If Defendant Got §4A1.3 Departure at Original Sentencing, Revocation Guidelines Calculation Requires Use of Pre-Departure CHC

United States v. McKinney, No. 07-50170 (5th Cir. Mar. 7, 2008) (Jones, Davis, Garza)

Chapter 7 of the Guidelines Manual provides advisory sentencing ranges for probation and supervised release violations. The recommended ranges are determined by the grade of violation and the defendant's criminal history category. Policy statement §7B1.4(a) provides that "[t]he criminal history category is the category applicable at the time the defendant originally was sentenced to a term of supervision."

What if, at the original sentencing, the defendant received a downward departure to a lower criminal history category pursuant to policy statement §4A1.3? Does the Guidelines revocation calculation use the pre-departure or post-departure criminal history category?

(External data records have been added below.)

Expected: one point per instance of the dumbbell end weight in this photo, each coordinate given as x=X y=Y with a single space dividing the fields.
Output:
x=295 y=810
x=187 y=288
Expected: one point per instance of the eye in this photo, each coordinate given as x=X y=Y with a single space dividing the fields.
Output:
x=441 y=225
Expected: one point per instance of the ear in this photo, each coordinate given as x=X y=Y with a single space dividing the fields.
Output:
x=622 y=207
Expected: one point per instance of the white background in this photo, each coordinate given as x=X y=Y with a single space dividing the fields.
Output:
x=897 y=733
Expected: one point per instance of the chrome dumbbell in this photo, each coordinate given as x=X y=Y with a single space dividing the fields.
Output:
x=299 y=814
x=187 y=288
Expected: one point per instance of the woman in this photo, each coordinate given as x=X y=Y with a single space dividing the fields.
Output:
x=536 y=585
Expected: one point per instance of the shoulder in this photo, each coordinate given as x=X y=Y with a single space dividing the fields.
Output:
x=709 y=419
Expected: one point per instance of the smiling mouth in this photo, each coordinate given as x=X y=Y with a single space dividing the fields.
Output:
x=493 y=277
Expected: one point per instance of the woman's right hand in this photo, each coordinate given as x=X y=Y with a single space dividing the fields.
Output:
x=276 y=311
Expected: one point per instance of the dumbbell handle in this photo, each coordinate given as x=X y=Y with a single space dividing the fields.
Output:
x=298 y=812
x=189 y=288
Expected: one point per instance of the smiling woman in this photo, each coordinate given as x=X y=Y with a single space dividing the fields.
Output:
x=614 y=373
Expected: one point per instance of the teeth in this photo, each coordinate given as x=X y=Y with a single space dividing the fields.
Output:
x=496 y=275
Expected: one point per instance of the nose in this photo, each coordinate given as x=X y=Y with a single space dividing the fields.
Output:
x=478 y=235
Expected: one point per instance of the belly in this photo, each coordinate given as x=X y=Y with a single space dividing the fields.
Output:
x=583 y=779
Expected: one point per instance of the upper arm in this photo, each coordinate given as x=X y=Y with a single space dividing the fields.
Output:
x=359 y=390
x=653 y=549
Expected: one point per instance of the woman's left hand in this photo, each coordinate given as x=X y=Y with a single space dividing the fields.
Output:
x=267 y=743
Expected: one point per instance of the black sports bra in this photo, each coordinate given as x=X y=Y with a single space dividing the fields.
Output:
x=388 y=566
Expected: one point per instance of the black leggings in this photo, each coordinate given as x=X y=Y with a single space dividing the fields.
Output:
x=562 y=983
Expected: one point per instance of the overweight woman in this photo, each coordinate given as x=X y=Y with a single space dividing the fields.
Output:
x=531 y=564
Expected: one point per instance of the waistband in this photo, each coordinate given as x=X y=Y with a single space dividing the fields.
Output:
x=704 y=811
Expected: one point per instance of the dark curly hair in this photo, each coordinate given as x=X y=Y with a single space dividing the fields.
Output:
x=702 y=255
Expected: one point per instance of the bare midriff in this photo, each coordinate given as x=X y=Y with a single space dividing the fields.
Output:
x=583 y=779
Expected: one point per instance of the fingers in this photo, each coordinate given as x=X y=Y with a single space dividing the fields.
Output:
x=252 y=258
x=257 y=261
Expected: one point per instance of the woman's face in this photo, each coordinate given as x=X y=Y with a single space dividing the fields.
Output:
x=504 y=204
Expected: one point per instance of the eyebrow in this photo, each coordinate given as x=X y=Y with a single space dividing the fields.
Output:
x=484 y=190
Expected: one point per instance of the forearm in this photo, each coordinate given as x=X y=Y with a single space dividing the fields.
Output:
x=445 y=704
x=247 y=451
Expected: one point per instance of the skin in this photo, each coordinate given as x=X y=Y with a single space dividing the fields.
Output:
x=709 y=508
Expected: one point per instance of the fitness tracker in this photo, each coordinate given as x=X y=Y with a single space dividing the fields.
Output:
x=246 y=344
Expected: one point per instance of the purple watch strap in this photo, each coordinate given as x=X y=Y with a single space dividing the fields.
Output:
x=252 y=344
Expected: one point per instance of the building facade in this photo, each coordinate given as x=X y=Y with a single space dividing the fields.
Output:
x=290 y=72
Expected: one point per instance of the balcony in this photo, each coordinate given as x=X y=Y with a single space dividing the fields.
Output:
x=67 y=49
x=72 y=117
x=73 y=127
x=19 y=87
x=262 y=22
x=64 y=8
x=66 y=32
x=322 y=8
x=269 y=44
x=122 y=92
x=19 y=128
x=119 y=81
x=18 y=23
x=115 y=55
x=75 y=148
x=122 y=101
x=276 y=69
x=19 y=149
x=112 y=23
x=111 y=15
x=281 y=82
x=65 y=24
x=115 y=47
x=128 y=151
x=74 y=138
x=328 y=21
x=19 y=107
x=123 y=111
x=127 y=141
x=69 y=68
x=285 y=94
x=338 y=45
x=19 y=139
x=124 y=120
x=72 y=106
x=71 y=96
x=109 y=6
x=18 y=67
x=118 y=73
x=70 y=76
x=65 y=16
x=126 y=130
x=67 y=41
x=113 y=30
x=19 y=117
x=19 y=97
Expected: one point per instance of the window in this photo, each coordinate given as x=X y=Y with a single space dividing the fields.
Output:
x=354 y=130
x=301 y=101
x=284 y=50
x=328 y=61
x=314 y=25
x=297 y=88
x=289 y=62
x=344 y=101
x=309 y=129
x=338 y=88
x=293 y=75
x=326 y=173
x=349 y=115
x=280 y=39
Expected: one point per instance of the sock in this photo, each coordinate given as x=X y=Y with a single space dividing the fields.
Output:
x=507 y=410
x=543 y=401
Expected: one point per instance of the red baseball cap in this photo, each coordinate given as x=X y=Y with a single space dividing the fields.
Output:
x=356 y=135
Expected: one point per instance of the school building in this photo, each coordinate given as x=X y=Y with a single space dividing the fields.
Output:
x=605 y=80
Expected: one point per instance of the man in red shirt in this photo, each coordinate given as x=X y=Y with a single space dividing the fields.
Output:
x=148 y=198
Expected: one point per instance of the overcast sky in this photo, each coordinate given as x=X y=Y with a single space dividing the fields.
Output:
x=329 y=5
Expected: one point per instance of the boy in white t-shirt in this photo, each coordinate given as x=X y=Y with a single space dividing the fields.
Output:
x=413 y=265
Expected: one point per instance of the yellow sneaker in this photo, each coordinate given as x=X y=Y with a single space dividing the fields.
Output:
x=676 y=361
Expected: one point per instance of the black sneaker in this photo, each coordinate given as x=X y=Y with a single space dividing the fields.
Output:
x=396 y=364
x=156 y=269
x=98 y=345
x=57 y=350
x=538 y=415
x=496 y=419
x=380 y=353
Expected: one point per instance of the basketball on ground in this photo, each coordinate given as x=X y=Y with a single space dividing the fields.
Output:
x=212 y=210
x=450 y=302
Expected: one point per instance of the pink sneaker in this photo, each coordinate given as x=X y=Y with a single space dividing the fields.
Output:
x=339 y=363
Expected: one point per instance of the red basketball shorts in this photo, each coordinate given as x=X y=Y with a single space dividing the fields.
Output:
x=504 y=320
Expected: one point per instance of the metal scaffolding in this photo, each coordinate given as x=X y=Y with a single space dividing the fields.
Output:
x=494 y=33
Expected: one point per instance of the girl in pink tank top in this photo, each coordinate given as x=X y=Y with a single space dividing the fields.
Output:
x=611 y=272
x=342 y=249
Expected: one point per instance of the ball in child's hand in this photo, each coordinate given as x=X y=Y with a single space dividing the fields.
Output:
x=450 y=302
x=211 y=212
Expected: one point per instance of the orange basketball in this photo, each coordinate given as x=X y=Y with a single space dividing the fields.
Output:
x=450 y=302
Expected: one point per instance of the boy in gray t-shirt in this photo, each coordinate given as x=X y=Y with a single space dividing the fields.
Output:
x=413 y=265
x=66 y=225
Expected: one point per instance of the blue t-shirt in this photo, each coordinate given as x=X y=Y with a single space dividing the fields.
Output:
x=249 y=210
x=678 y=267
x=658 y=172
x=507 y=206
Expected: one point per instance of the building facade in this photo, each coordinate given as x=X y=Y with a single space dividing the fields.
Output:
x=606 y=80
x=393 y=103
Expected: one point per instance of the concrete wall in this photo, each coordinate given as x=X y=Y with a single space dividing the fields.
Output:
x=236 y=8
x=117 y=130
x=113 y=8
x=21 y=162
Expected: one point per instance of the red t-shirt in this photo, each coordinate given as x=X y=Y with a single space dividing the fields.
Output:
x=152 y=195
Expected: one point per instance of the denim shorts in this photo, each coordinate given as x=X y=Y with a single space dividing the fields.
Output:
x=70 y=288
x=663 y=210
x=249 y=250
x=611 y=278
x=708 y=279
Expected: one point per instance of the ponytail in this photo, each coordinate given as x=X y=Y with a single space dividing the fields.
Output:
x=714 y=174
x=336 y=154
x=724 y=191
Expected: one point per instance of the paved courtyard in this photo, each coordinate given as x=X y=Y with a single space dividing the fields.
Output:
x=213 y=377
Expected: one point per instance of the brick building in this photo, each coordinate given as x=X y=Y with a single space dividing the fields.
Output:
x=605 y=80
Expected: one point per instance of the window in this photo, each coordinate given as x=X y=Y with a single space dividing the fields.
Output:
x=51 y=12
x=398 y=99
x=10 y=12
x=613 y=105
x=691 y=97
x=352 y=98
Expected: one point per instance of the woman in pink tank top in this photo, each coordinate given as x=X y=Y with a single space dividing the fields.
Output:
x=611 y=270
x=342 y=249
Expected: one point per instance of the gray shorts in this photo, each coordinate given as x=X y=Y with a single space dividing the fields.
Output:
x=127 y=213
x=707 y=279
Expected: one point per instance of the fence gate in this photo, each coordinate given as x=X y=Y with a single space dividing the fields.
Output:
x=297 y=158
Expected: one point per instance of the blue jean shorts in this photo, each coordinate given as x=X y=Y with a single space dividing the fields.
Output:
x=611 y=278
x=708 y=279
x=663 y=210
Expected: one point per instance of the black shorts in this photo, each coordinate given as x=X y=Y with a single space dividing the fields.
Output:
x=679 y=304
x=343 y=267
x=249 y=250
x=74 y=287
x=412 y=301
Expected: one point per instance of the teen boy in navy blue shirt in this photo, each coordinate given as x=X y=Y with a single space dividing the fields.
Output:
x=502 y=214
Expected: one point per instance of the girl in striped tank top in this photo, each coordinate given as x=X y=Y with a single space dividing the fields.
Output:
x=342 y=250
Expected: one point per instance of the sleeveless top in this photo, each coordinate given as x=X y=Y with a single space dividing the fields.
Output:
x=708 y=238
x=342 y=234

McKinney holds that it's the former:
We . . . hold that where a district court granted a departure for the reasons set forth in U.S.S.G. § 4A1.3 at the time the defendant originally was sentenced to a term of supervised release, upon revocation of supervised release, the applicable criminal history category for determining the advisory revocation sentencing range under U.S.S.G. § 7B1.4(a), p.s., is that criminal history category determined prior to any such departure.

There's several pages worth of analysis in the opinion parsing the relevant Guidelines language, if you're interested in knowing why.